M45 Pleiades cluster
For those who are unfamiliar (although there’s no excuse not to be familiar with the inner workings of telescopes if you follow my blog! ), reflecting telescopes have a thick glass mirror. The mirror is held in a circular structure called a mirror cell, which is basically a disc of metal with three (or more) clips that hold the mirror in place. Here’s my mirror in its cell.
Mirror and cell
Now here’s the rub (literally). Although the mirror is thick glass (almost an inch) and very heavy, it is actually quite flexible. It doesn’t take much pressure on the mirror to warp it, which is what’s causing my triangular stars. The three clips on the front of the mirror were pressing down quite firmly, and warping it. The top part of the clips is rubber, but it was still enough pressure.
However, that’s not all. After I loosened the three clips by undoing the screws a bit, I noticed that the mirror was actually wedged tightly in between the metal pegs at the base of each clip. It shouldn’t be touching those at all.
Primary mirror clip
Not only was my mirror touching the sides of the clips, it was wedged tightly down. It wouldn’t budge, and must have required significant effort to wedge it in there. I contacted the retailer, Teleskop Express, to ask what they recommended. This is their reply:
you are probably right – it is the sideways pressure of the mirror clips. This can be more pronounced if the temperatures get lower. The best way to deal with this problem is to take the mirror out of the cell and file/sand off a bit from the clips.
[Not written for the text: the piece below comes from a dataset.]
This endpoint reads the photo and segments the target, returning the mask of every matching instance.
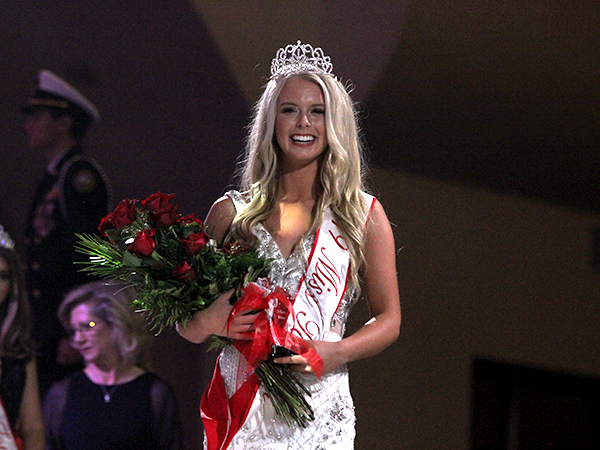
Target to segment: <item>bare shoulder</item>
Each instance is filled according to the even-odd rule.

You can even take off so much that you can fit a piece of felt or velours inbetween. (but this is an option not a must).
Reluctant to do irreversible modifications on a new an expensive telescope, I set about the task. I wore cotton gloves to avoid touching the surface of the mirror and tried to remove the mirror by hand. No luck – it was stuck too tight. Eventually I resorted to using a plastic ice-scraper. The scraper broke with the effort, but eventually I freed the mirror. It removed paint from the insides of the clips.
Freeing the mirror
Finally, I set to work filing back the metal extrusions. Unfortunately I only have a basic set of hand files which are not that accurate. A poor workman always blames his tools, but I’m a poor workman I scuffed the outer ring of the cell a few times, but it doesn’t matter. I was more upset about wearing a lot of the cork mat away. I tried to peel them off for safekeeping but unfortunately they started to break up.
Filed mirror clip
Now, the mirror fits in the cell between the metal pegs with about a millimetre to spare in each direction. Nothing presses, bends, squeezes or squashes it. Unfortunately it’s cloudy tonight so I can’t test it on a bright star, but I am optimistic that this will have cured the problem. Watch this space for results!